Does anybody here have some good cookie-cutter lighting takeoff sheets or maybe an excel spreadsheet that they wouldn’t mind sharing? I’d rather not re-invent the wheel if I don’t have to.

Thanks.


----------



## Almost Retired (Sep 14, 2021)

MHElectric said:


> Does anybody here have some good cookie-cutter lighting takeoff sheets or maybe an excel spreadsheet that they wouldn’t mind sharing? I’d rather not re-invent the wheel if I don’t have to.
> 
> Thanks.


Somebody posted this a month or 2 ago and i saved the link

Visual Interior lighting Tool


----------



## rdevarona (Feb 23, 2010)

MHElectric said:


> Does anybody here have some good cookie-cutter lighting takeoff sheets or maybe an excel spreadsheet that they wouldn’t mind sharing? I’d rather not re-invent the wheel if I don’t have to.
> 
> Thanks.


Are you looking for a sheet to keep track of audit counts while walking the job or a spreadsheet that can do ROI calculations for you?


----------



## MHElectric (Oct 14, 2011)

rdevarona said:


> Are you looking for a sheet to keep track of audit counts while walking the job or a spreadsheet that can do ROI calculations for you?
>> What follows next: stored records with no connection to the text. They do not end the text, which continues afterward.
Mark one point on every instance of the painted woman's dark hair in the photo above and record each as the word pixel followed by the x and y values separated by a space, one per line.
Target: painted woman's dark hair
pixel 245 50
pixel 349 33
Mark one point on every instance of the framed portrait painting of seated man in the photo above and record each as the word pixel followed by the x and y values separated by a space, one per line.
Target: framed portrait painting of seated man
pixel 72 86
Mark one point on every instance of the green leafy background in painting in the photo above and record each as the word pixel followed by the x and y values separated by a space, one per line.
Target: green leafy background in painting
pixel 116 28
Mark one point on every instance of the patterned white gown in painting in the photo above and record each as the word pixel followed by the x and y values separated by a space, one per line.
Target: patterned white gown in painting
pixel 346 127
Something to keep track of audit counts, all the different lights that are in each store and the othe misc. things that need to be accounted for on walk throughs.

But an ROI calculator would be great! Unfortunately, the larger local power company in this area is not giving out rebates for lighting projects.


----------



## rdevarona (Feb 23, 2010)

We used the attached form a long long time ago (2010! ) to keep track of counts while walking through a facility. It's very simple and we don't use it much anymore, though. It captured the basics and let you keep a running total of fixtures for multiple fixture types. We also have a spreadsheet that I would have to clean up in order to share that does all of the ROI calculation for you.  I think I may have posted it on here in the past. Will have to look for it.

There are a number of great apps now that do this much better, though. You can look up Snapcount or EcoInsight for the two that we've played with. I just came across a free audit tool that charges only when you create a quote... that one is called Lighting Assessor. I don't have any experience with it, but looks interesting.


----------



## MHElectric (Oct 14, 2011)

That form will be a good start.  Something simple and easy to keep track of everything.

I’ll check out those other sites and their pdf files later. Thanks for sharing!


----------